The Half-Made World

by Henry Farrell on October 14, 2010

Felix Gilman’s new book, _The Half-Made World_ is out (Powells, Amazon). I liked it very much indeed (but then, I’ve liked everything that Gilman has written since “stumbling across Thunderer”:https://crookedtimber.org/2009/01/07/thunderer/ ). It’s a steampunk-inflected Western, with a fair dollop of HP Lovecraft thrown in (the malignant ‘Engines,’ whose physical appearance is mostly left undescribed, are genuinely unsettling). The writing is lovely, and the main character a genuinely complex and interesting woman.


I’m mildly allergic to steampunk, which seems to me to have become a set of lazy tropes.
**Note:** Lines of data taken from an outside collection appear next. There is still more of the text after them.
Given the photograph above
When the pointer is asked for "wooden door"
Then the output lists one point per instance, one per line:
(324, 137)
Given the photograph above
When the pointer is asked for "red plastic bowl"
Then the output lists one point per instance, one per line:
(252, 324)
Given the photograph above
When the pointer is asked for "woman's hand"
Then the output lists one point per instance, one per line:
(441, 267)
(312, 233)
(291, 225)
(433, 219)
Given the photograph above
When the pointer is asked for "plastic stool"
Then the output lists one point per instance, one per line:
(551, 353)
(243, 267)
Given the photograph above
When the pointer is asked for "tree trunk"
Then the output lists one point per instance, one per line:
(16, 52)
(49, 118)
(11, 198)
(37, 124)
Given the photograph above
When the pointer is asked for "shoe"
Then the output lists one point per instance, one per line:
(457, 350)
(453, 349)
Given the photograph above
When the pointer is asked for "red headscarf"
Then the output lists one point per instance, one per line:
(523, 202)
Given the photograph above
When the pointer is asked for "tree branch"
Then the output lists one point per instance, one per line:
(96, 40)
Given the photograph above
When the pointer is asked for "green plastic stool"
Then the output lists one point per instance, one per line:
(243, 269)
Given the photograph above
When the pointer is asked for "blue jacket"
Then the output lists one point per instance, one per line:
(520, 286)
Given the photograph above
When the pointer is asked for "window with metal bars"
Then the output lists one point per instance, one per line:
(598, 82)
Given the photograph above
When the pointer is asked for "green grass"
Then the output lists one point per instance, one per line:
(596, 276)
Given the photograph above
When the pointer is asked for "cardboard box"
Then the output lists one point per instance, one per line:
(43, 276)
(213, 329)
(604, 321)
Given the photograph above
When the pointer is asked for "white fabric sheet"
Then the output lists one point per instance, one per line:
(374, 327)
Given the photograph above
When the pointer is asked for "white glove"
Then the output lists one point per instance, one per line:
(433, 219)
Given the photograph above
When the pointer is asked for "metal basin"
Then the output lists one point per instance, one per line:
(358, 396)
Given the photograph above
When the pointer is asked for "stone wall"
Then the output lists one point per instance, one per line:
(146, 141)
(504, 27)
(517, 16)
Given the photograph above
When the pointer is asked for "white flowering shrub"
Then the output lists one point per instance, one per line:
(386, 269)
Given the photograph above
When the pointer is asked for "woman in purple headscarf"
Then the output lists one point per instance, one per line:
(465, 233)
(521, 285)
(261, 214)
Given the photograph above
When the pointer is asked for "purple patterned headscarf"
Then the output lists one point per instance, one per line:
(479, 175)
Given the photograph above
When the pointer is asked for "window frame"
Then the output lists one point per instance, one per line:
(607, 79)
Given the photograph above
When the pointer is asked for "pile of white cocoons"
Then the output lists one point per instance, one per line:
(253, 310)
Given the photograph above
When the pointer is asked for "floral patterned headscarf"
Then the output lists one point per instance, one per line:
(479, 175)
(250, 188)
But Gilman reinvents these tropes – clockwork (and, most particularly, the _sound_ of clockwork) has never been so horrifying. There are strong hints that the bits of the novel that seem formulaic (in particular, the allotted role of the Hill People, who are loosely analogous to Native Americans in the real 19th century American West, as magical-saviours of the white folks) are going to be radically undermined in the sequel. Things are going to get weirder.

Locus “had an interview”:http://www.locusmag.com/Perspectives/2010/09/cherie-priest-pornography-war/ with Cherie Priest last month which summed up a certain approach to steampunk quite nicely.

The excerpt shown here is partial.